Last week the North Texas Municipal Water District (NTMWD) celebrated the groundbreaking of North Texas’ first major reservoir in nearly 30 years.
The official start of construction marks an important milestone to ensure vital water supplies for the rapidly growing North Texas region.
The NTMWD and its 13 Member Cities have been working together over a decade to plan and permit the lake. The reservoir’s final permit approval was received in February of this year.
“It’s taken a tremendous team effort with support from so many over the years,” said Tom Kula, NTMWD Executive Director. “The District truly appreciates the support of all who have been involved in making this long-awaited project a reality.”
Over three hundred people gathered on the reservoir’s future shore for the celebratory groundbreaking event. Representatives from the cities, counties, state, and water district gathered to hear remarks from U.S. Congressmen Sam Johnson and Pete Sessions, Fannin County Judge Creta “Spanky” Carter, incoming NTMWD Board President John Sweeden, and Executive Director Tom Kula.
In addition to restating their gratitude for the partnership of so many, the District board also officially announced the reservoir’s new name (formerly called the Lower Bois d’Arc Creek Reservoir), one chosen in honor of its District cities and supporters who made the project possible.
“The District was created by visionary leaders of small communities in North Texas who came together in the 1950s for the common need of water,” explained John Sweeden of Richardson. “That continues to be the driving force behind this reservoir and is why the board has named it the North Texas Municipal Lake.”
NTMWD will build, own and operate the new 16,641-acre lake located northeast of Bonham and northwest of Honey Grove in Fannin County. A 90-foot dam will create a lake capable of storing 367,500 acre-feet of water (120 billion gallons) and serving 1.7 million North Texans – a population that is expected to double over the next 50 years. Supplies from the North Texas Municipal Lake will provide a vital supplement to the District’s diligent water conservation efforts as part of a comprehensive long-term plan to meet the fast-growing region’s needs.
“Clean, reliable water is something all Americans want and need. And because drought is no stranger to our area, one of my longstanding priorities in the United States Congress has been water,” Representative Sam Johnson said during the ceremony. “After many years of hard work, it’s great to know that there will soon be a new lake that will provide essential water resources to North Texas families. And, I’m also proud to say that I led the bipartisan effort in 2016 to expedite the permitting process for this critical project. I want to congratulate everyone involved – this is how to get things done together!”
In addition to providing an important source of water, the new lake is also anticipated to provide a host of recreational opportunities, as well as habitat for wildlife and a local economic boost of $509 million during construction and $166 million each year once complete.
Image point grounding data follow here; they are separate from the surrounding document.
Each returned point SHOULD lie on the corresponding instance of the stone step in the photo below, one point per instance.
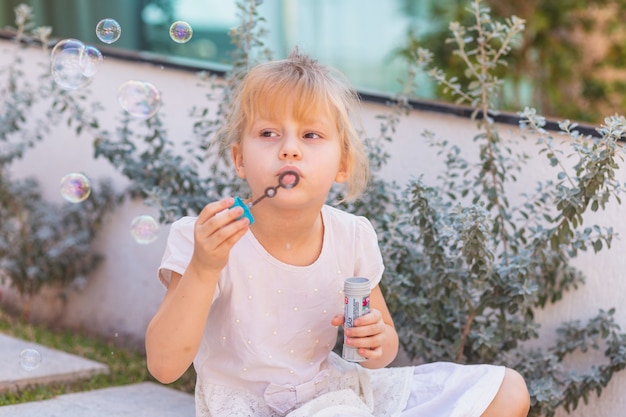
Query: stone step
(52, 366)
(146, 399)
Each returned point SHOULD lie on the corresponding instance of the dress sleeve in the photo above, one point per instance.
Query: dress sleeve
(178, 249)
(369, 260)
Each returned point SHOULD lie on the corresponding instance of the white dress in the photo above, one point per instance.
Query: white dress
(267, 347)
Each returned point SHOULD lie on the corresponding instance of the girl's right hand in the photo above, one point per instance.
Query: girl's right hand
(216, 231)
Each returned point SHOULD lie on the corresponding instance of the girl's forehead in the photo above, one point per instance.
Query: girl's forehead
(303, 108)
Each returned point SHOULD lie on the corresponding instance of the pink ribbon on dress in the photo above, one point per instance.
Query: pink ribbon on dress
(283, 398)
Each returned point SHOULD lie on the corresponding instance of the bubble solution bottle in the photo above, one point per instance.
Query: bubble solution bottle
(357, 303)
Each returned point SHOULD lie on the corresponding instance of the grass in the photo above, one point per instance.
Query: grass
(126, 366)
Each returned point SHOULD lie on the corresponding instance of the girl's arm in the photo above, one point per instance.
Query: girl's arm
(174, 333)
(374, 333)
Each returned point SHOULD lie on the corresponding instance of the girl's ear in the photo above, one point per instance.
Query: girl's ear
(237, 156)
(344, 169)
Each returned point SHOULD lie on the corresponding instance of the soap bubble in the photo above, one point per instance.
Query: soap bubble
(108, 30)
(72, 66)
(30, 359)
(144, 229)
(140, 99)
(75, 187)
(91, 60)
(181, 32)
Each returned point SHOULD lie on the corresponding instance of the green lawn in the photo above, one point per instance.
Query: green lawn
(126, 366)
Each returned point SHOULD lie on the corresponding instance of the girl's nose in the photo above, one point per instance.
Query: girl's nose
(290, 148)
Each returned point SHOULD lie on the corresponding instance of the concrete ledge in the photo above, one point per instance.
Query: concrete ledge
(146, 399)
(55, 366)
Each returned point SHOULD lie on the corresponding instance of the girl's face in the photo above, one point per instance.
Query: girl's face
(279, 141)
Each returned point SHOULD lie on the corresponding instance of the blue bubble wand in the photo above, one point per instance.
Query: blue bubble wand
(269, 192)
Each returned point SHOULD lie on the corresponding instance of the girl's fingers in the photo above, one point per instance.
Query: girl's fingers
(210, 210)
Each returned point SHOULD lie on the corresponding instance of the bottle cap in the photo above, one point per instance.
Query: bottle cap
(357, 286)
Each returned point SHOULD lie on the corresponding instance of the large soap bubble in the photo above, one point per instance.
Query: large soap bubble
(181, 32)
(108, 30)
(144, 229)
(73, 64)
(140, 99)
(75, 187)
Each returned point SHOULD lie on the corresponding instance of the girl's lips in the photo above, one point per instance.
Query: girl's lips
(290, 168)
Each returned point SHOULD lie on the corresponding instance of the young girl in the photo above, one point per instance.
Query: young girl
(256, 307)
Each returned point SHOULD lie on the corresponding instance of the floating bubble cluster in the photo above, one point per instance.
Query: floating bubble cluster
(30, 359)
(108, 30)
(140, 99)
(144, 229)
(75, 187)
(73, 64)
(181, 32)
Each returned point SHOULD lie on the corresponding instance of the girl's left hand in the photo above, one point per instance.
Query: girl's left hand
(368, 333)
“We’re creating much more than a lake,” Kula added. “Our mission is to provide a reliable long-term water supply for our North Texas communities and that requires critical infrastructure to treat and deliver the water to our growing member and customer cities.”
Related project components include constructing a pump station, installing a 35-mile raw water pipeline, improving various roads in Fannin County and building a mile-long bridge across the future lake. The District will also plant over 1.6 million trees, introduce 2,900 acres of other herbaceous plants and improve 40 miles of local streams. Water from the lake will flow to a separately planned new water treatment plant in Leonard with the initial capacity to treat up to 70 million gallons per day which will be transported through a planned treated water pipeline that will extend the northern part of the regional water system.
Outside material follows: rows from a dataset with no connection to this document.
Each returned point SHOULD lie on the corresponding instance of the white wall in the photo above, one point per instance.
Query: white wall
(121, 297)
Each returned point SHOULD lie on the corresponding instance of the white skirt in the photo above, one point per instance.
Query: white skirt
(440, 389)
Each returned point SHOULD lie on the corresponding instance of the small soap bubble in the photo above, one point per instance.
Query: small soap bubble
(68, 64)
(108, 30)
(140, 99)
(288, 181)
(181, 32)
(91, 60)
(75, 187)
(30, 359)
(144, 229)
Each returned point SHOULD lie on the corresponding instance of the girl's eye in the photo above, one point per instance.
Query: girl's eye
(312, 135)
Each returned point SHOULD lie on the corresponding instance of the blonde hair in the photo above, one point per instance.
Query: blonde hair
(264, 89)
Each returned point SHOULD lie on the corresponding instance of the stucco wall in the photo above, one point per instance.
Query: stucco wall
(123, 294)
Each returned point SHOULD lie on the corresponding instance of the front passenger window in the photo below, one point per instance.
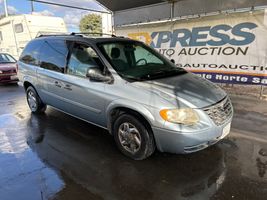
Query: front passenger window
(82, 58)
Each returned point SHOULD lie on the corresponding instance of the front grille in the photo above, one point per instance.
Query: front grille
(220, 112)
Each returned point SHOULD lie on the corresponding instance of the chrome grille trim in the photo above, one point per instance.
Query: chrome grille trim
(220, 112)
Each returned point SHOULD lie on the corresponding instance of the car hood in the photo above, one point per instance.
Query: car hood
(7, 66)
(188, 89)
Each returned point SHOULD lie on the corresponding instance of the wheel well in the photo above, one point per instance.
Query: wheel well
(116, 112)
(27, 84)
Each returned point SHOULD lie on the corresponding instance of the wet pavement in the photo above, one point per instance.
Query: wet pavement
(55, 156)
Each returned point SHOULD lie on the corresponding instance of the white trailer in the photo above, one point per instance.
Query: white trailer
(16, 31)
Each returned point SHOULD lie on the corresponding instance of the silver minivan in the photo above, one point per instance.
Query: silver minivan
(126, 87)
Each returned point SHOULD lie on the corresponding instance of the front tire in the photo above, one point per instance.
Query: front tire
(34, 101)
(133, 138)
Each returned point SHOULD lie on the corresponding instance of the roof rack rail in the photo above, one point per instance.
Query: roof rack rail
(93, 33)
(46, 34)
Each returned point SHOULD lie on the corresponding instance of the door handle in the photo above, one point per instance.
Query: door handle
(57, 84)
(67, 87)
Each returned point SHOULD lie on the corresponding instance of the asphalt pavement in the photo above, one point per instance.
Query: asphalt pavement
(55, 156)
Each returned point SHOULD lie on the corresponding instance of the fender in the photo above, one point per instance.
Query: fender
(125, 103)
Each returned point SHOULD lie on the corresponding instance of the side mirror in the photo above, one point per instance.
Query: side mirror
(95, 74)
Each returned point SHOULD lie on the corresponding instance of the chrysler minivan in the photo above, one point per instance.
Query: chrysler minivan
(126, 87)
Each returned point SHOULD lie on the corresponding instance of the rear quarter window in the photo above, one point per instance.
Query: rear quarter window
(54, 55)
(31, 53)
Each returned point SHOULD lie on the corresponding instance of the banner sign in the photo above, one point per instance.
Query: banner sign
(224, 48)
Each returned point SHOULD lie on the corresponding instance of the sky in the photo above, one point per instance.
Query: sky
(71, 16)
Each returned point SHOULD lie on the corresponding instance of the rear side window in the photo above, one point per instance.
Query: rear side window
(31, 53)
(54, 55)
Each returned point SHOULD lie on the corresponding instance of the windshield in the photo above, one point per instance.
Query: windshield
(136, 61)
(6, 58)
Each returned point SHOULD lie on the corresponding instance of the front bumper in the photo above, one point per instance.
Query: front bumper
(189, 142)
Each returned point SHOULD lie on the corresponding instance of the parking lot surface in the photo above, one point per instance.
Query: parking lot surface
(55, 156)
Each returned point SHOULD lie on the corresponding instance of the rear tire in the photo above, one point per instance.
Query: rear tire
(133, 138)
(35, 103)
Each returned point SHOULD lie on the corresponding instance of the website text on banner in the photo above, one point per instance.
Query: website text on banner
(225, 48)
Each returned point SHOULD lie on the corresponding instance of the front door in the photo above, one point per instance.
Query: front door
(85, 98)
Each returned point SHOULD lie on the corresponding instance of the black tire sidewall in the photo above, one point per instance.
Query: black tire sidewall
(146, 143)
(40, 105)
With the final permit approval and recent confirmation of design and construction bids, the District has also updated cost estimates for the lake and planned water treatment plant and system projects to $1.6 billion. This updated budget takes into account engineering costs, advances in the projects’ design and permit-required additions that were not known at the time of the previous 2015 estimate.
To date, the Texas Water Development Board has approved $1.2 billion in low interest financing for the projects through the State Water Implementation Fund for Texas (SWIFT) program which is anticipated to save NTMWD and its cities over $200 million in financing costs.